People immediately began donating items, even entire historic structures, ranging from antique pioneer furnishings, old photographs, wagons, farm equipment and mining equipment, and a working stamp mill. You'll see the original "Slim Princess" steam engine coupled to its boxcars and caboose, surrounded by the original supporting facilities including the oil & water tanks, turntable, and Agent's house. Laws Museum and Historical Site is California Historical Landmark No. 953, and is listed on the US Department of Interior's National Registry of Historic Places. Come and enjoy a physical connection to the past as you immerse yourself in pioneer life. Laws is 5 miles north of Bishop on Route 6, the Grand Army of the Republic Highway.

Our visit

We went inside the building and I donated $20 that gave us unlimited access to the grounds; there is no charge but donations are requested. The lady gave us a map of the grounds and turned us loose to look around.









Carson and Colorado station built in 1883.





The map of the Carson and Colorado Railroad.





Southern Pacific posters.





Railroad lanterns.





Museum scene.







Model trains on the wall.





A model railroad.





Museum scene.





Maps of Mono and Inyo Countries.





Model trains.





Baggage cart full of luggage at the station.







Narrow gauge class T-44 Ten Wheeler (4-6-0) locomotive 9 was built by the Baldwin Locomotive Works in Philadelphia, Pennsylvania, in 1909 for the Nevada-California-Oregon (NCO) Railway in Reno. It was one of seven Ten Wheelers sold to the Southern Pacific by the NCO. In 1929, the engine was sold to the Southern Pacific where it was rebuilt and placed in service on the Owens Valley line, originally built as the Carson & Colorado Railroad, the following year. The locomotive, along with sisters 8 and 18, were nicknamed "The Slim Princess". The last narrow gauge common carrier made its final run on 29th April 1960. That year, the steam engine was donated to the City of Bishop, and it is now on display at the Laws Railroad Museum.
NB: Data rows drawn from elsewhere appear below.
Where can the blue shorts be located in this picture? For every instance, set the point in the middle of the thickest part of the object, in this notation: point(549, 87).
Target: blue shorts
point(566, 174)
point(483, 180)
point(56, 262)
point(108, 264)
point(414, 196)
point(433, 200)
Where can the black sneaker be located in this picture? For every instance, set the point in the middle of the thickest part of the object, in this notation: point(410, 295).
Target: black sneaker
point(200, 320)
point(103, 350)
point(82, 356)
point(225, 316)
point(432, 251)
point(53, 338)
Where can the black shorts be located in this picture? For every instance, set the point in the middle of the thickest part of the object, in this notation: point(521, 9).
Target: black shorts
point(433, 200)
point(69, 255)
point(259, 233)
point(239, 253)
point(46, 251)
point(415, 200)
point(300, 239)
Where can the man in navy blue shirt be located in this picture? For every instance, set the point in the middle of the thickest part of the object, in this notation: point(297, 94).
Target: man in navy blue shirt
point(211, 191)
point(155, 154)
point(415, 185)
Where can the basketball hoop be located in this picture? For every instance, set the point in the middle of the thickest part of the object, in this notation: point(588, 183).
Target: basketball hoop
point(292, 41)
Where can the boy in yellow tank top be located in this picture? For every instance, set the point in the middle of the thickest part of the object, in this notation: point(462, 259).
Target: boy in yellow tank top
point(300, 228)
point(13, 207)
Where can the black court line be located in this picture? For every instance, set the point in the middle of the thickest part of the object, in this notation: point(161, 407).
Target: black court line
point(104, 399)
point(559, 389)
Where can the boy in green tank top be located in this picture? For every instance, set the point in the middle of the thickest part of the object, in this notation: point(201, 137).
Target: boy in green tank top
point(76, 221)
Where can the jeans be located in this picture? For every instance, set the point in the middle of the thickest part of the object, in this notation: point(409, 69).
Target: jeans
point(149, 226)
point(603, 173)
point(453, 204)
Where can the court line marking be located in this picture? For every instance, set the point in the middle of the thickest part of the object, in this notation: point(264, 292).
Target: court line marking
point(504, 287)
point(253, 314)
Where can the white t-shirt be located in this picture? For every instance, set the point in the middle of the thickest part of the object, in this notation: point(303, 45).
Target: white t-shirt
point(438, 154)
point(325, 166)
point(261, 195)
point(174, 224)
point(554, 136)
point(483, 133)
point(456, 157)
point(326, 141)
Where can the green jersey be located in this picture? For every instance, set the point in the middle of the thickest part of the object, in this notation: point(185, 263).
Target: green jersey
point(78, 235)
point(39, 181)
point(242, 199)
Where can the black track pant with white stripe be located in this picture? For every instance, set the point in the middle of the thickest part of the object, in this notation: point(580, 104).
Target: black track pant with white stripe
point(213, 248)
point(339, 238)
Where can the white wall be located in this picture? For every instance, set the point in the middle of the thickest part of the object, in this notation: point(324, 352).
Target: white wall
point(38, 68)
Southern Pacific gondola 339.





Southern Pacific stock car 166.





Southern Pacific box car 7 originally Carson and Colorado.





Southern Pacific box car 132.





Southern Pacific box car 17.





Museum views.





Section Foreman House built in 1883.





Southern Pacific crossbuck.





Ballast Tamper.





Wig[wag crossing signal.





Southern Pacific boxcar 67 built in 1875 for the Santa Cruz and Felton Railroad as a 24 foot 8 ton box car. It went to the South Pacific Coast Railroad as their 94 in 1881 and was converted in 1906 to SPC "boarding car" 24. The car was transferred to the Nevada and California Railroad as boxcar 431 in 1907 and rebuilt to a 28 foot 20 ton capacity in 1923, and renumbered to Southern Pacific 67 in 1946.





Southern Pacific box car 47, formerly Carson and Colorado.





Southern Pacific box car 3, formerly Carson and Colorado.







Southern Pacific box cars formerly Carson and Colorado.





Southern Pacific box car 45, formerly Carson and Colorado.





Southern Pacific box car 13, formerly Carson and Colorado.





Southern Pacific box car 5, formerly Carson and Colorado.





Laws Railroad Museum Birthday Express.





The engine house where Death Valley Railroad Brill car 5 is kept; the only narrow gauge model 55 motorcar in existance.





Oil tank and water tower.







Carson and Colorado Gallows type Armstrong turntable used in narrow gauge operations until 1960 and built circa 1911.





Museum view.





An original Laws water well.





The Laws water tower.





The oil tank.





Oil pump house.





A maintenance crane.





An unusual caboose body.





Narrow gauge flat car 26.





An old time wheel press.





Poleta Mining and Milling building.





A Big Sled. With that, Elizabeth and I visited the gift shop where she brought museum pins. We then drove the short distance to Bishop and checked into the Days Inn and I wrote this story before we went to Carl's Junior for dinner. Elizabeth walked back and I started my usual checking of e-mail and the Internet.